I want to scrape all of the url's out of my .json bookmark backup that firefox creates and output a .txt
file.
Here's a sample of one of the objects located in the file:
{"index":1,"title":"Bookmarks Toolbar","id":3,"parent":1,"dateAdded":1219177758531250,"lastModified":1288873459187000,"annos":[{"name":"bookmarkProperties/description","flags":0,"expires":4,"mimeType":null,"type":3,"value":"Add bookmarks to this folder to see them displayed on the Bookmarks Toolbar"}],"type":"text/x-moz-place-container","root":"toolbarFolder","children":[{"title":"","id":25,"parent":3,"dateAdded":1224693644437500,"lastModified":1236888979406250,"annos":[{"name":"placesInternal/GUID","flags":0,"expires":4,"mimeType":null,"type":3,"value":"{f6066e21-10ff-46a2-af7a-2891f8dca345}0"}],"type":"text/x-moz-place","uri":"http://www.google.com/"}
These objects are comma-separated and should all contain at least one member that contains a string whose value is the url of the bookmark.
Here's a sample of what the .txt
file would have in it:
http://www.google.com
http://www.yahoo.com
http://www.etc.com`
Ideally, I'm interested in seeing if this can be pulled off using any scripting tools available within a generic Windows XP "environment".
If Windows can't cut it, what would be the quickest & easiest solution to this?
Is there a website or program that can do pattern matching or regex to parse the file do search & replace before I go install something like Active Perl or Strawberry Perl and write a script for it.
If you have Excel, it's probably easy to do a text to columns split
- http://office.microsoft.com/en-us/excel-help/split-names-by-using-convert-text-to-columns-HA001149851.aspx
on "
. Given the format (order of fields) is always the same, you should have the URLs somewhere near the last column.
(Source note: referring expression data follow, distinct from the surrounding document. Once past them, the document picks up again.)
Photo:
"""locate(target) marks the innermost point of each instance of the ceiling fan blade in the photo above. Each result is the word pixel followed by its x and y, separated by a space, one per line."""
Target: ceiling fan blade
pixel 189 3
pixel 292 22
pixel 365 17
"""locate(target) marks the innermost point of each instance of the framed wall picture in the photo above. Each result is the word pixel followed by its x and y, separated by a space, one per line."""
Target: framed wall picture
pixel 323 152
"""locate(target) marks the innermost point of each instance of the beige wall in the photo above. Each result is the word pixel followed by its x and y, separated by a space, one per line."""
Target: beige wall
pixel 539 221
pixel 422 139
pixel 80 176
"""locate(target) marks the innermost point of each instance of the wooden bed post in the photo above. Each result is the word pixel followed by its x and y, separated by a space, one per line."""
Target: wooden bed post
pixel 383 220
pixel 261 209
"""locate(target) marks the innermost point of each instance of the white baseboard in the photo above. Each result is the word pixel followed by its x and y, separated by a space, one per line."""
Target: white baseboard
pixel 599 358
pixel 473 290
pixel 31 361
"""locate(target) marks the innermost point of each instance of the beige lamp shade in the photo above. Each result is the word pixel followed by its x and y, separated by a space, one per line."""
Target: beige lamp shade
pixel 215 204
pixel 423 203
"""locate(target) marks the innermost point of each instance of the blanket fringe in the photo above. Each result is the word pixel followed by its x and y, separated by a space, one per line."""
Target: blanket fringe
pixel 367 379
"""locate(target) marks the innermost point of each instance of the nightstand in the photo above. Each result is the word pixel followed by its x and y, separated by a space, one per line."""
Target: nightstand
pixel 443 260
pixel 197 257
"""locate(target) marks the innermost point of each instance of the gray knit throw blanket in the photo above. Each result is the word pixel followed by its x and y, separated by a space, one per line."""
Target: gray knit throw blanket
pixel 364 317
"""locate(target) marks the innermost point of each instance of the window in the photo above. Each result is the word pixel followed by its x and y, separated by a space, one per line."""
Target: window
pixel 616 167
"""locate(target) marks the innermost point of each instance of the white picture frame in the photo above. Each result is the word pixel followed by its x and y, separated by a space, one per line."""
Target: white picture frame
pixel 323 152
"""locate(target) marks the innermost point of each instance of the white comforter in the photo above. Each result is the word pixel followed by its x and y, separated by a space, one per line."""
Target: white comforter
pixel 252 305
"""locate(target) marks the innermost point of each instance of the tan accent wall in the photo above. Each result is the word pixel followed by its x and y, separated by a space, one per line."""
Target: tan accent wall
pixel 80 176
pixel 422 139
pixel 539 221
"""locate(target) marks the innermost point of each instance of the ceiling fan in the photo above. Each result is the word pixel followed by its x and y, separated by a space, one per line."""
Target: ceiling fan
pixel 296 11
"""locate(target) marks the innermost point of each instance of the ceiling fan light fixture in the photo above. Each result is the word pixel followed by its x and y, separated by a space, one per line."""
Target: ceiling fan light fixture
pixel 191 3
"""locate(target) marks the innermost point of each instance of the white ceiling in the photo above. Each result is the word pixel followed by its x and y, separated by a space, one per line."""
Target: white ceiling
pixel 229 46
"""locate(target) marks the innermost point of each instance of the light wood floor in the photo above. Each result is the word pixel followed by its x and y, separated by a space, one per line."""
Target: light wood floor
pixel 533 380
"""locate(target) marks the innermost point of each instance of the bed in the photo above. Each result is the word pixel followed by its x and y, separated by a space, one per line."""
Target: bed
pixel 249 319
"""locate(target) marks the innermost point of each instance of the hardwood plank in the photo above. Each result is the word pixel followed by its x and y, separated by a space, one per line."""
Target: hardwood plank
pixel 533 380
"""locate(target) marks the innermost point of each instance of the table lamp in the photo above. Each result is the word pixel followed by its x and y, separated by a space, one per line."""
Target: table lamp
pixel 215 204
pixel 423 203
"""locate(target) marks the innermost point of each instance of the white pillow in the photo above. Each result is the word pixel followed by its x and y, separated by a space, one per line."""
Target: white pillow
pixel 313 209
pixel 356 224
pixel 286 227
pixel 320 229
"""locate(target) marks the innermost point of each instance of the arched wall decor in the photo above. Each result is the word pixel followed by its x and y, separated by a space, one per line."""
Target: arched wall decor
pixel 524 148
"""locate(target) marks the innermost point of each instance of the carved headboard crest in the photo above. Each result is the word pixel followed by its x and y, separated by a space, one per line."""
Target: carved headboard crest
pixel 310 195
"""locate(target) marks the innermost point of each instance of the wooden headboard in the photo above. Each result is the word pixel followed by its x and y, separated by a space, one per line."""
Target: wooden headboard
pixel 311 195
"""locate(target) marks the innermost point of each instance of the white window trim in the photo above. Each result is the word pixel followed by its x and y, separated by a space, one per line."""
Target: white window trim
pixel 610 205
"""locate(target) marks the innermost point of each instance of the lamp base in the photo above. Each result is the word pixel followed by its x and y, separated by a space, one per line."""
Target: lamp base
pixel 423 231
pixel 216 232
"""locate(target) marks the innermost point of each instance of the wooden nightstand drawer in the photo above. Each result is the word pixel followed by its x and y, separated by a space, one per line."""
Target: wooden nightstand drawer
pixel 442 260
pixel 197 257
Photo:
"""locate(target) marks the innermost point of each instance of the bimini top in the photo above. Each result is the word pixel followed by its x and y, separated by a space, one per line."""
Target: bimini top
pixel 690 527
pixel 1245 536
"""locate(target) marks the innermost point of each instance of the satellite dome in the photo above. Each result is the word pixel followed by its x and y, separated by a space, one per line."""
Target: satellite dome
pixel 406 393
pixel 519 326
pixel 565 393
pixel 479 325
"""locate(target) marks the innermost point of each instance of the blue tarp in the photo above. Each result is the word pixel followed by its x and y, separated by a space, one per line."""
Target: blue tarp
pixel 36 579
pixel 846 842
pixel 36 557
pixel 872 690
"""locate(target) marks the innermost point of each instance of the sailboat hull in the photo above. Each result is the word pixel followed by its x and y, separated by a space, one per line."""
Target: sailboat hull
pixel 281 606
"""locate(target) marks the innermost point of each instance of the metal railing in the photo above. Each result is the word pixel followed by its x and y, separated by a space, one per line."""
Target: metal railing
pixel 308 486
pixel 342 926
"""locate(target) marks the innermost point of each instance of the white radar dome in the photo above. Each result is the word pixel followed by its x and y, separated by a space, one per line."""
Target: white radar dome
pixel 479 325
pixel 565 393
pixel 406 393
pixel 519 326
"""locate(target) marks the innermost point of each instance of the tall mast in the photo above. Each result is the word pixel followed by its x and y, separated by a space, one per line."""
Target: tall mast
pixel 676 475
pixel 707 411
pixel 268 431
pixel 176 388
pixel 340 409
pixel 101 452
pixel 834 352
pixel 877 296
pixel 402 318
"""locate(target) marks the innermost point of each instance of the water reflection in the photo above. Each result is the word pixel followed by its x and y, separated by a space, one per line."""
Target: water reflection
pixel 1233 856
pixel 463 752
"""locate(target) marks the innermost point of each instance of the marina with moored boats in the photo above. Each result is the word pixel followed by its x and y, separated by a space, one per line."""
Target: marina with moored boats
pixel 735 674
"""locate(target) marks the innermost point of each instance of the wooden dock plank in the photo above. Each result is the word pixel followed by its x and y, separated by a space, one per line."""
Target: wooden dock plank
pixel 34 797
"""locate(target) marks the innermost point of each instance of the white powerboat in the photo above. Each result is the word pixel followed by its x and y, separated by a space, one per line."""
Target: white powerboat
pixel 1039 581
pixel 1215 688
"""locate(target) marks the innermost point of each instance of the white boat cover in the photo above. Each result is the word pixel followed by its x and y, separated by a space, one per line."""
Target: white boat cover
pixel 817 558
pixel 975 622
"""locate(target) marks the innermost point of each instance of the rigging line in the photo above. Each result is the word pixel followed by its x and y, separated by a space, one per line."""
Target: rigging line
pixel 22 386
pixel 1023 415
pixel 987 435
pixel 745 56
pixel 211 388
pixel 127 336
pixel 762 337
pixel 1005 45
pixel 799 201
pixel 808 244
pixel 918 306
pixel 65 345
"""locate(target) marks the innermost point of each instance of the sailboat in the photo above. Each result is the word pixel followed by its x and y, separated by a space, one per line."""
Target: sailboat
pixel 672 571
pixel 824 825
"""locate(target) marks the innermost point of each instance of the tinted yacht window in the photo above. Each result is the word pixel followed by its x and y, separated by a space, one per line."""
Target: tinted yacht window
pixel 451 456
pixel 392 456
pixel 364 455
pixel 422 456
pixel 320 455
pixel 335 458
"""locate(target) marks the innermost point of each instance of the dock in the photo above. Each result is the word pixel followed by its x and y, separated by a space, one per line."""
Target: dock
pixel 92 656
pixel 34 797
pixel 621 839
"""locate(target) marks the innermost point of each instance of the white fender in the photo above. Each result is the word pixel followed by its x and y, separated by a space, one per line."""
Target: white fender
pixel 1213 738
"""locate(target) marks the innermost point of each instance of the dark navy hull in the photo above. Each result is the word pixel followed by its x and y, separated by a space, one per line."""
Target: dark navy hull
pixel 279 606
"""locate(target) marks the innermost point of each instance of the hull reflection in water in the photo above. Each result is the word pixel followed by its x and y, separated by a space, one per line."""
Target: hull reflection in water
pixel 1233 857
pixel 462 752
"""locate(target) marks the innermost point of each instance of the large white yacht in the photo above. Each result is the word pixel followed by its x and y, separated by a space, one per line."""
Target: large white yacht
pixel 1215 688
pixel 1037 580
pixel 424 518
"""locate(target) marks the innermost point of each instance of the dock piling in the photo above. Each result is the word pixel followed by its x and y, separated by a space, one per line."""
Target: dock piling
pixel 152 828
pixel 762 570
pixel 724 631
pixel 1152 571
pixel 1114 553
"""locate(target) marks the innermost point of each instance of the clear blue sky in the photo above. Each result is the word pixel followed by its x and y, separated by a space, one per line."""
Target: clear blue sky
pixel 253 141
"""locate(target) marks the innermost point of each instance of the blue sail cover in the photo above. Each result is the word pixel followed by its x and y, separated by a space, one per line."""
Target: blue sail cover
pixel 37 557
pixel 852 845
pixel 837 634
Another way I found is the method at the following site:
http://forums.mozillazine.org/viewtopic.php?f=38&t=1057265&sid=66d981cc79d1ff63644e0cdd5b665a37
Basically you do the following:
(1) Create a firefox bookmark with the following as the location:
javascript:(function(){var E=document.getElementsByTagName('PRE')[0],T=E.innerHTML,i=0,r1,r2;t=new Array();while(/("uri":"([^"]*)")/g.exec(T)){r1=RegExp.$1;r2=RegExp.$2;if(/^https?:/.exec(r2)){t[i++]='['+(i)+']:<a href='+r2+'>'+r2+'<\/a>';}}with(window.open().document){for(i=0;t[i];i++)write(t[i]+'<br>');close();}})();
(2) Open a blank firefox tab.
(3) drag your firefox json file into the blank tab, this should open the json file.
(4) goto your bookmark you created in step 1.
(5) you should have a list of "clickable urls" for all your bookmarks.
I haven't tested this.
NOTE: Verify/correct all below file paths to match your system.
@Echo Off
Rem FFExportBookmarks.bat
SetLocal EnableDelayedExpansion
Set JSONFile="%APPDATA%\Mozilla\Firefox\Profiles\xyz42pdq.default\bookmarkbackups\Bookmarks.json"
Set FavOut="%USERPROFILE%\My Documents\FFBookmarks.txt"
Set JSONTemp="%Temp%\JSONTemp.txt"
Echo.> %JSONTemp%
Set JSONTemp1="%Temp%\JSONTemp1.txt"
Echo.> %JSONTemp1%
For /f "UseBackQ Delims=" %%N In ('Type %JSONFile%') Do (
Set JSONInput=%%N
Rem Filter double " and other delimiters
Set JSONInput=!JSONInput:"=!
Set JSONInput=!JSONInput: =!
Set JSONInput=!JSONInput:^,= !
Set JSONInput=!JSONInput:[= !
Set JSONInput=!JSONInput:]= !
Set JSONInput=!JSONInput:{= !
Set JSONInput=!JSONInput:}= !
For %%K In (!JSONInput!) Do For /f "Tokens=1,2 Delims=:" %%X In ("%%K") Do (
If /i "%%X"=="uri" Echo %%Y >> %FavOut%
)
)
Start "" %FavOut%
It wasn't very quick, but it's plenty dirty!